サポートケースで問い合わせを行う際にも、どのログで発生したかなど情報を共有する際にも使用されます。
BigQuery
BigQueryから監査ログの分析を行う場合は工夫が必要です。
本記事執筆時点の監査ログのフォーマット形式で、そのままBigQueryにインポートする場合、以下のようなエラーが出力されます。
- 全ての監査ログのキーで、
@type
というキーが存在するため、テーブル作成時にInvalid field name "@type". Fields must contain only letters, numbers, and underscores, start with a letter or underscore, and be at most 300 characters long.

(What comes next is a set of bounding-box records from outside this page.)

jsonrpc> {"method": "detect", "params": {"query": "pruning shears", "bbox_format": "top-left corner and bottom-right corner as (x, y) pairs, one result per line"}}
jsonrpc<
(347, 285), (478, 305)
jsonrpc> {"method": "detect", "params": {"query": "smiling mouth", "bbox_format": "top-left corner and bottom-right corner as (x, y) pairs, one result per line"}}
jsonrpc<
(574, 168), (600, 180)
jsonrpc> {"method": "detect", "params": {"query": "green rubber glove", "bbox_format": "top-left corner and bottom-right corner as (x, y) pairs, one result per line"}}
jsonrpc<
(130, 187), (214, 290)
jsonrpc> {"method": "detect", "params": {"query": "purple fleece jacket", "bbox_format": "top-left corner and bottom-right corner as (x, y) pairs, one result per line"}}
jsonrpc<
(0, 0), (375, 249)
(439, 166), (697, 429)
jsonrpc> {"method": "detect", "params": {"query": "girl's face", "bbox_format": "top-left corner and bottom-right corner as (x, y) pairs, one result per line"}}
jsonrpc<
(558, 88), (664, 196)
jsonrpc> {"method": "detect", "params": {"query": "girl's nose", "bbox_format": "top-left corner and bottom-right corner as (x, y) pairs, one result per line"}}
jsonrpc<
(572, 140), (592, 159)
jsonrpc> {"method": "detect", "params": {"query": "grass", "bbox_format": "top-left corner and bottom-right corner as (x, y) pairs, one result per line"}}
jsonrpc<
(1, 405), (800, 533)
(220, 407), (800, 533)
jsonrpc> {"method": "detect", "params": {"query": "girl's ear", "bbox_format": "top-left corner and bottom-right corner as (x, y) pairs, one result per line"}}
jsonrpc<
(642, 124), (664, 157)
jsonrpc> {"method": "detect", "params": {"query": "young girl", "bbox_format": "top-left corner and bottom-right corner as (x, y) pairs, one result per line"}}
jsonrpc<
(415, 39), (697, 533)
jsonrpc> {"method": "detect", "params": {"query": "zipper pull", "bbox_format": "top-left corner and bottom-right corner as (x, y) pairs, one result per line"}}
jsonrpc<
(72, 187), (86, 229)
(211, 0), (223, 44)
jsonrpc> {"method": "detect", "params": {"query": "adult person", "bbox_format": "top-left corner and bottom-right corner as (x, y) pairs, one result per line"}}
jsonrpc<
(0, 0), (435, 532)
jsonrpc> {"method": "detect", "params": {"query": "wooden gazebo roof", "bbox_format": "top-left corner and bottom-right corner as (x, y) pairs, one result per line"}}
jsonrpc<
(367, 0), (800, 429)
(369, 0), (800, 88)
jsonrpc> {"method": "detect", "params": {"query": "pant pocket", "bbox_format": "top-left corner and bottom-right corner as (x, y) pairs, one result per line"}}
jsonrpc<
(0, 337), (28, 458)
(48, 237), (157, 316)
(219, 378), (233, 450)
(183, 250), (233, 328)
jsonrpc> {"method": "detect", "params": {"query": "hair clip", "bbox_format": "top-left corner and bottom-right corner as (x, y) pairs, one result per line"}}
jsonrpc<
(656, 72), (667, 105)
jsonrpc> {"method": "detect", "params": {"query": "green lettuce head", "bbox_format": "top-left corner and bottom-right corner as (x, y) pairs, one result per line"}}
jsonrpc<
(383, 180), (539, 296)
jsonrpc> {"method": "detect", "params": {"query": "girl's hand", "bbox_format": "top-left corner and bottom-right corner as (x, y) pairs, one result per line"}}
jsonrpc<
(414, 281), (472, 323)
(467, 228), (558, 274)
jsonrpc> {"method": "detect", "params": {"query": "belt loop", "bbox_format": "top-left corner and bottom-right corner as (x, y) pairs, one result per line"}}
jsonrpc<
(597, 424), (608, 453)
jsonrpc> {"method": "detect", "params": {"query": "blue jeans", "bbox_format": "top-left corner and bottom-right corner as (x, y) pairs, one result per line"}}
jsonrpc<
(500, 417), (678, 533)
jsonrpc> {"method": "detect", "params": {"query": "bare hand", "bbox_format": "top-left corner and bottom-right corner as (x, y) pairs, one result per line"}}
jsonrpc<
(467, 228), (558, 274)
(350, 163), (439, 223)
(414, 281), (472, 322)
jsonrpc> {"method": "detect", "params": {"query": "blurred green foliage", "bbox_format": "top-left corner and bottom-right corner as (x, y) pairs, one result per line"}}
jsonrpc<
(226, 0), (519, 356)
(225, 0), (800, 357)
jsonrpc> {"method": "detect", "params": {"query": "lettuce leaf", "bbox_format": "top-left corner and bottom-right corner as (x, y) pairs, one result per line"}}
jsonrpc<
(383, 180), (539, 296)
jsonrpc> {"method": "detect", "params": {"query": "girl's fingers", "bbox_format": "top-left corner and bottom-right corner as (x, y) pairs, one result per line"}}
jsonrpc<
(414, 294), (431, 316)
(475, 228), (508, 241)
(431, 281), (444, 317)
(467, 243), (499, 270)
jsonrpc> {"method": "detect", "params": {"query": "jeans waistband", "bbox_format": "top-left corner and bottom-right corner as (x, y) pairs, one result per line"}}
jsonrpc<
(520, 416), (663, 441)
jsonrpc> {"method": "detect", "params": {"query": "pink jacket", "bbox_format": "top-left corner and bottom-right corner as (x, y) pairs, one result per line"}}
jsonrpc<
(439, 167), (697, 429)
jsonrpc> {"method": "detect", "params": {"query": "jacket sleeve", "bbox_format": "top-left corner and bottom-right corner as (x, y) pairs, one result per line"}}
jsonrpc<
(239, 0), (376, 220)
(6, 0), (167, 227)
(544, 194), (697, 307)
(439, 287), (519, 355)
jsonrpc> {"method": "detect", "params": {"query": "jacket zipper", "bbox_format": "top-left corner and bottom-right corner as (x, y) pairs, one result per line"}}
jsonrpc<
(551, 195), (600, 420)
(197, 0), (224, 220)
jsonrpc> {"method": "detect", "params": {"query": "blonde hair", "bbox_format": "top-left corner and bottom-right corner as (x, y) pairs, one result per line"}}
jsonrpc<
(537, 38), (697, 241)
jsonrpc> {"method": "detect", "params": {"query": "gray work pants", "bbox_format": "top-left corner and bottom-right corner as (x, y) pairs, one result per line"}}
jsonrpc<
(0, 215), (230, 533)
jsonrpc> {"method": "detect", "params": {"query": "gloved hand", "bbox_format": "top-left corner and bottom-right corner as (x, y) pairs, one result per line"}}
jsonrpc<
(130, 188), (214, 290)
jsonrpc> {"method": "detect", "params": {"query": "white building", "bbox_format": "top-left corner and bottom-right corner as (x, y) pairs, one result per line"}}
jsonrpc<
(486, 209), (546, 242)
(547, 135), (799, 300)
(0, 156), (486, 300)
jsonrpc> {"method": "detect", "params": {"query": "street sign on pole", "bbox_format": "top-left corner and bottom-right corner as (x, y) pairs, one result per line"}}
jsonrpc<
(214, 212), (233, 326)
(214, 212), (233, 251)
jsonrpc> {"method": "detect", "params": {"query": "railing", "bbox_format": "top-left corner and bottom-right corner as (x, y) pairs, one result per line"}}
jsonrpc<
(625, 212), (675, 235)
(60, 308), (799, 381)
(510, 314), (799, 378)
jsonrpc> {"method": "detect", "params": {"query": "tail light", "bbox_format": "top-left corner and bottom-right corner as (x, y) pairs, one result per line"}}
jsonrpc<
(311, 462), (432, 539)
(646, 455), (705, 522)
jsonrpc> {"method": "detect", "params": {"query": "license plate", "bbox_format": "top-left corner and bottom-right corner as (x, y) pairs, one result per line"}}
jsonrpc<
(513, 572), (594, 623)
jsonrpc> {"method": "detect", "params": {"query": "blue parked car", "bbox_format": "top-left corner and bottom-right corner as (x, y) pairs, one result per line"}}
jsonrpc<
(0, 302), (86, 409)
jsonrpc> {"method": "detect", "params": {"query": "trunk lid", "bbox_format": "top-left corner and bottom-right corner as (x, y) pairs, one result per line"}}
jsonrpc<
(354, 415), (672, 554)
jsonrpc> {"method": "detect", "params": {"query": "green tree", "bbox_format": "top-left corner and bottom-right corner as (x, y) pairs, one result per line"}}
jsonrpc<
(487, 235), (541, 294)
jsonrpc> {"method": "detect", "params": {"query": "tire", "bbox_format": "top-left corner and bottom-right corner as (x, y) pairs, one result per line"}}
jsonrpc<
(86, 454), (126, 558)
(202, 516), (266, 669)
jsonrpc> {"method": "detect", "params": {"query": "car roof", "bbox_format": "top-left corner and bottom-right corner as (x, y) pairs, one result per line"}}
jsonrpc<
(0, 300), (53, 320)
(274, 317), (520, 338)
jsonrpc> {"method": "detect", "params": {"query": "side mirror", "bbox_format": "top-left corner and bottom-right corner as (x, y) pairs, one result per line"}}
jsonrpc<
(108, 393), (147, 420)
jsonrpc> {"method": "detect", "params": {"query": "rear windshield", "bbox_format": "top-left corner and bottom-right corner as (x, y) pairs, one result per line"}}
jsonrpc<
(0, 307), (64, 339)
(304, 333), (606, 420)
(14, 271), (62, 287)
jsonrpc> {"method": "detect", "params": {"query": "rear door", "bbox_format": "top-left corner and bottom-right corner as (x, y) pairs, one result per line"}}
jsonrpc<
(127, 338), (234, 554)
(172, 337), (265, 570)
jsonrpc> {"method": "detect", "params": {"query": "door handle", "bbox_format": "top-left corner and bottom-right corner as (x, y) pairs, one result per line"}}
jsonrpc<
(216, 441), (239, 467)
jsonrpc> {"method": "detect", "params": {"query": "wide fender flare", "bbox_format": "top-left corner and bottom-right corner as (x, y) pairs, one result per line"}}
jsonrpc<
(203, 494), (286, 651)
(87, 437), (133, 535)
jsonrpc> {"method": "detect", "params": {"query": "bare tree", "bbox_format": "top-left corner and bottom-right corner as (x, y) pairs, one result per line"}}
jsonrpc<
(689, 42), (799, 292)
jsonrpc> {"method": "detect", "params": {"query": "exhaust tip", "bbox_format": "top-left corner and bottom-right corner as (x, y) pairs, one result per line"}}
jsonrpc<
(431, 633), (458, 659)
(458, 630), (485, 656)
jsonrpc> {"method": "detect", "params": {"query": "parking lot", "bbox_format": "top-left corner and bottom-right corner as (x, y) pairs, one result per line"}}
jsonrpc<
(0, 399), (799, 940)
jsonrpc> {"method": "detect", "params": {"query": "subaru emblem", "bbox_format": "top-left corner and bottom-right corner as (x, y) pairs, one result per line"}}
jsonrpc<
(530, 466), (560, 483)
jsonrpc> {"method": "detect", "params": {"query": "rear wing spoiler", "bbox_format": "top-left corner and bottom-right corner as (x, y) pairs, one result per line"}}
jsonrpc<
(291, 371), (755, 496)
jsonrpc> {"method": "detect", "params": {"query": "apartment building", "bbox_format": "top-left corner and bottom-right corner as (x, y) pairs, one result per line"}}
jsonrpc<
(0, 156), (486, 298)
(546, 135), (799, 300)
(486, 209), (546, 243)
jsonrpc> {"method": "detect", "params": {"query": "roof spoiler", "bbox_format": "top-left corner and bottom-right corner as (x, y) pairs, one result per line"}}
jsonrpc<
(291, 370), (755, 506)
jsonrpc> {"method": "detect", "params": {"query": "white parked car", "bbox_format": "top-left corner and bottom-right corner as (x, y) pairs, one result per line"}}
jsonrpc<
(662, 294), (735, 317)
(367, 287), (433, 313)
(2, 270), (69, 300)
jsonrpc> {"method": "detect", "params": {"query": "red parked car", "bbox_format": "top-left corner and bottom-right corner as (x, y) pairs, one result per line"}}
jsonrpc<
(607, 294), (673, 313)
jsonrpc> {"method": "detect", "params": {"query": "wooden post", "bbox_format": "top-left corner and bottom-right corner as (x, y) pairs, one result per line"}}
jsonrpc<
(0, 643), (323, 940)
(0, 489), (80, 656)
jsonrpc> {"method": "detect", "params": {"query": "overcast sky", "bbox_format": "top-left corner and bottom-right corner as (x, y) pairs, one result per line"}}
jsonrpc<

のエラーが発生 - 管理アクティビティ監査ログと、データアクセス監査ログについて、
Unsupported empty struct type for field 'protoPayload.status'
のエラーが発生して、スキーマを作成することができない
この件については、以前からIssue TrackerのFeature request: Exporting Older Logsに起票されていて現在も課題になっています。
そのため、BigQueryにインポートしたい場合は、列の命名規則に適合しないJson要素を回避する必要があります。
特に、データアクセス監査ログが構造上ネストを繰り返しているため、取り扱いが厄介なため、手間がかかります。
Metrics Explorer
毎月どのプロジェクトのログが多く出力しているかについて気になる場合は、Cloud MonitoringのMetrics Explorerから以下のような手順で確認できます。
- Metrics Explorerを開く。
- 画面上部のリンクマークの右横にある「期間」を設定する。
- 画面中央の「指標」から
Log bucket monthly bytes ingested
を選択する。 - フィルタ設定は全て削除する。
- グループ条件について「ラベル」は
log_source
を選択して「グループ化関数」については合計
を選択する。 - 画面右上部「ウィジェットタイプ」から
Stacked Bar Chart
を選択する。
対象期間を考慮して正確な数字を確認したい場合、log ingestion bytesのメトリクスは、JST(日本標準時)ではなくPST/PDT(Pacific Time)に基づいているため、任意の値が含まれるように期間を調整する必要があります。
おわりに
Cloud Audit Logsは、構造的なログになっているので情報量が多く、利便性があると思います。
しかし、AWSと比べるとデフォルトでデータアクセス監査ログが一部有効になっているため、コスト的には安くはない仕組みになっているように感じました。
ログを出力するということは大事なことですが、クラウドを利用する際は、蛇口の水は回しっぱなしにしないように注意が必要です。